Active investors included those with private capital, TICs, 1031 Exchange funds and investors, and institutional investors — the latter group primarily comprised sellers in 2006, but many are now returning as buyers.
Last year, cap rates on stable assets averaged about 7.5 percent, down slightly from 7.7 percent in 2005. We expect these cap rates to remain stable and perhaps even increase slightly as vacancies continue to decline and investors foresee better returns from rising rental rates.
Additionally, Indianapolis continues to offer job growth, community development and quality of life, three ingredients that provide solid fundaments for investments in multifamily product. Though smaller in size than previous years, activity in the retail sector heated up last year with seven transactions.
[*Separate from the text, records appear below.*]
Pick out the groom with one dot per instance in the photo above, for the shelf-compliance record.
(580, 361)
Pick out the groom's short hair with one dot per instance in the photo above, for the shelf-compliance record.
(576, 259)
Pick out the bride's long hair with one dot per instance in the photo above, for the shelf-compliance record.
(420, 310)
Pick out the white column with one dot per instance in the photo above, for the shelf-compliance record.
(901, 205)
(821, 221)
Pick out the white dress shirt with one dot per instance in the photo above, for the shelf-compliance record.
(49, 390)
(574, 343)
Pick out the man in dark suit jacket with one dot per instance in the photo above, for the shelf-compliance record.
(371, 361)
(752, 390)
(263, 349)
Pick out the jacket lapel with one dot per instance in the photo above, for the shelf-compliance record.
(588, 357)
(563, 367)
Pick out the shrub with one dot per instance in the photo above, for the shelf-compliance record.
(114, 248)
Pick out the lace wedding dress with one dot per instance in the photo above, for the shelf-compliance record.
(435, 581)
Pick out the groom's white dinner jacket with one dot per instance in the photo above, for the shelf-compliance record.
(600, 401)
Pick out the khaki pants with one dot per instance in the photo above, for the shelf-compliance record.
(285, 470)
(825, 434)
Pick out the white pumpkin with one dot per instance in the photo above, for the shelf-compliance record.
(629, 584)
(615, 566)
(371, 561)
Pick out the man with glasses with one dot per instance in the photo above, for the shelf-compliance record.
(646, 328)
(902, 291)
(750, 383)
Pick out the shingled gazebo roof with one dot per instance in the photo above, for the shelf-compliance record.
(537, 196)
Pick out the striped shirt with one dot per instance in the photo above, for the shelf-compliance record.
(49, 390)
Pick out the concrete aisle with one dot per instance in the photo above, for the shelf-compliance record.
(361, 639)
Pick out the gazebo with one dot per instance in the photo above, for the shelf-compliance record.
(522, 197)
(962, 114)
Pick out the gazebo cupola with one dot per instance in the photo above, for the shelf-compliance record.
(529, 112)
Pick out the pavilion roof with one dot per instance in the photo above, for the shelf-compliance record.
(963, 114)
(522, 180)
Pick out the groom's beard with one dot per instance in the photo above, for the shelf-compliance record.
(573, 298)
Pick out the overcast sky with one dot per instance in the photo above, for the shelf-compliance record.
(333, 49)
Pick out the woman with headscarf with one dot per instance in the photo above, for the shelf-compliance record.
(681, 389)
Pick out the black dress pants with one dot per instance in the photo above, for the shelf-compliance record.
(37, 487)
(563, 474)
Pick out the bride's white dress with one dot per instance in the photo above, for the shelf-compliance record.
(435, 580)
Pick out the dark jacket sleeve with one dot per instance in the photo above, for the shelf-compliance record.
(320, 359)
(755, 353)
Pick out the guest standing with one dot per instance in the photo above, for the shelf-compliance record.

Private investors led the way in these transactions, ranging in size from 32,000 square feet to 182,000 square feet. This is partially due to the predominance of tightly held retail assets by a few dominant players in the Indianapolis area.
Investors continue to favor retail investment in growing suburban markets such as Noblesville to the north, West Clay/Carmel to the northwest, Center Grove to the south and the Fishers/Geist area to the northeast.
Looking ahead, we anticipate strong interest from out-of-town private, fund and institutional investors that have placed Indianapolis on their radar screens. Owners that previously kept their properties off the market will begin to capitalize on such interest.
Competition for Class A or core assets, especially those of more than $20 million, will remain aggressive, as the number of such offerings is limited. With several new Class A shopping centers completed during the past 2 years, expect developers to become major sellers. Additionally, look for portfolio sales to crop up as owners pare down their holdings and redirect capital into new development projects.
John Huguenard is a principal and senior vice president in Colliers Turley Martin Tucker’s regional office in Indianapolis.